Many companies, which have ceased business and paid off all their creditors, wish to avoid the expense of appointing a licensed insolvency practitioner as a liquidator and going through a formal winding up procedure to distribute surplus funds to the shareholders. It is common practice to take advantage of the informal dissolution procedure set out in s1003 Companies Act 2006. A company following this procedure simply distributes its remaining assets to its shareholders and then applies to the Registrar of Companies to be dissolved.

Existing tax position

Sums distributed to shareholders on a formal liquidation are treated as capital payments and so, where received by individuals or trustees, would fall within the scope of capital gains tax. Any other distribution is treated as income in the hands of individual or trustee shareholders. Given the difference in rates between capital gains tax (a maximum of 28%) and income tax (a maximum effective rate of 36.1% in relation to company distributions) and the greater range of reliefs available against capital gains, capital treatment is generally preferable.

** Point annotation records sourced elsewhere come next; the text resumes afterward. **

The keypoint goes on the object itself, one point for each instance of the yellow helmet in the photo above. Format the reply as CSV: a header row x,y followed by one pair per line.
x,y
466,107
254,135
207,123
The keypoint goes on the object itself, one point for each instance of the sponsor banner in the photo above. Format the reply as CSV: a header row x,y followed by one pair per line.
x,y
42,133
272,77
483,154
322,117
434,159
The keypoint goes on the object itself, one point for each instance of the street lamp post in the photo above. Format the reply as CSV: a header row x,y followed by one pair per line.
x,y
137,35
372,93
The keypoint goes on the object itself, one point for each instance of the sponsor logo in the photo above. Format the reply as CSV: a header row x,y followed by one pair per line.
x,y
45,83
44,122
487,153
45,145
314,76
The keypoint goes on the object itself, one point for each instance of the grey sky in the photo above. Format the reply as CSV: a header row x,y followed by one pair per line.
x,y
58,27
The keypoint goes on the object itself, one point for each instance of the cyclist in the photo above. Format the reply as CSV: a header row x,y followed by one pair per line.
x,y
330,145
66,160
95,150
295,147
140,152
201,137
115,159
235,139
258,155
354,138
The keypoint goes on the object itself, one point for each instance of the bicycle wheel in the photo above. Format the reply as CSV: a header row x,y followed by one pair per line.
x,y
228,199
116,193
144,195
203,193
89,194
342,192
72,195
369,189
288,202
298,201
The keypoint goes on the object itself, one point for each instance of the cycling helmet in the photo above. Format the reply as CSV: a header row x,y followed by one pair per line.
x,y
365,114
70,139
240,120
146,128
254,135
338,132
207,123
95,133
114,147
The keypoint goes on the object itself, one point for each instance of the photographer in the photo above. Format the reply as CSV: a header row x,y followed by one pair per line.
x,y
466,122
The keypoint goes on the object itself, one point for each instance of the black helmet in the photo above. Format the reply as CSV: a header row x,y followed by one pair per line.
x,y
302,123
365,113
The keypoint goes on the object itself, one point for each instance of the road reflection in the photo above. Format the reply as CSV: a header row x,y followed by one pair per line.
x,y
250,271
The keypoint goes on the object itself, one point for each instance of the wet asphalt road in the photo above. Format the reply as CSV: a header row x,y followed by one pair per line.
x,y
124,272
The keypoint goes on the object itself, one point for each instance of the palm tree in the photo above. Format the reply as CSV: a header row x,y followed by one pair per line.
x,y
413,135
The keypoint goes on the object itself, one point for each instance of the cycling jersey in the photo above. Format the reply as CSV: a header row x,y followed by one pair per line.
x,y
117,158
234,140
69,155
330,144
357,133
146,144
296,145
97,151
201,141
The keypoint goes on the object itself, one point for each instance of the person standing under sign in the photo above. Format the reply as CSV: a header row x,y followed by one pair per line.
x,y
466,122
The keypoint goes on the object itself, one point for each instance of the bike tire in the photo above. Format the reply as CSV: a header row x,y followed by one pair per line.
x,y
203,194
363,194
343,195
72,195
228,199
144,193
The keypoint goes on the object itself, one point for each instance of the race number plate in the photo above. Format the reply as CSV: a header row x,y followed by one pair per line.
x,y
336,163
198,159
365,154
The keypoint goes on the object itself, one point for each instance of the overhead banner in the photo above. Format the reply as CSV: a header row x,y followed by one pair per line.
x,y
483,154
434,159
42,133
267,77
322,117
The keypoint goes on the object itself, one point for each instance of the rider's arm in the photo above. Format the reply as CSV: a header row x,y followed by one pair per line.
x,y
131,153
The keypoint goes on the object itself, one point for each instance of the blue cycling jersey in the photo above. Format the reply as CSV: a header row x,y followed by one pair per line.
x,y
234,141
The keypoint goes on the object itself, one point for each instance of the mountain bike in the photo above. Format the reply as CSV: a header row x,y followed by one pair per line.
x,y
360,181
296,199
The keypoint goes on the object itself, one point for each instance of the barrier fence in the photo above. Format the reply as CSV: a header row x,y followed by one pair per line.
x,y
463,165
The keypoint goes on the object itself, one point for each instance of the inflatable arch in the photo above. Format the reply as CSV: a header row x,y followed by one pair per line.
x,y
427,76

HMRC has long recognised that unfairness can result from a strict application of the legislation. For this reason, there is an HMRC 'extra statutory concession' ('ESC C16'), which HMRC follows in order to permit most distributions in the context of an informal dissolution to be treated as if they were made under a formal winding up.

Proposed tax change

HMRC is currently undergoing a process of incorporating their extra statutory concessions into the applicable legislation itself. On 13 December 2010 it published a consultation document which included a proposal to amend the legislation governing distributions in respect of share capital prior to the dissolution of a company in order to give effect to ESC C16. However, the proposed draft legislation includes an additional condition that must be satisfied before capital treatment applies. The additional condition is that the total amount distributed to shareholders must not exceed £4,000.

If the legislation is amended as set out in the consultation document, there will be many instances of simple, privately held companies that wish to be wound up informally but which will now need to be subject to a formal liquidation in order to ensure capital treatment for their shareholders.

The £4,000 figure has been chosen by HMRC because it regards this as being broadly equivalent to the cost of winding up a small company (ie recognising that it is uneconomic to engage a liquidator if his fees would equal or exceed the sum to be distributed). This view is consistent with that taken by the Treasury Solicitor. In many cases, sums distributed to shareholders on an informal dissolution do not comply with the strict Companies Act requirements for making dividends or other distribution. Any amount unlawfully distributed technically belongs to the Crown. It is the Treasury Solicitor who acts on behalf of the Crown to recover these sums but it has made clear that it will not pursue distributions of less than £4,000.

Whilst the HMRC and Treasury Solicitor positions may appear consistent, changes introduced by Companies Act 2006 now enable companies to distribute to their shareholders sums which it would previously have been unlawful for them to distribute (unless on a formal winding up or a court approved reduction in capital), such as amounts standing to the credit of a company's share capital or share premium account. So, in practice, companies have been able to avoid formal liquidations even if the sums to be distributed exceed £4,000. The proposed changes to the tax treatment of these distributions may now make this uneconomic. We have written to HMRC to ask them to reconsider the £4,000 ceiling on distributions.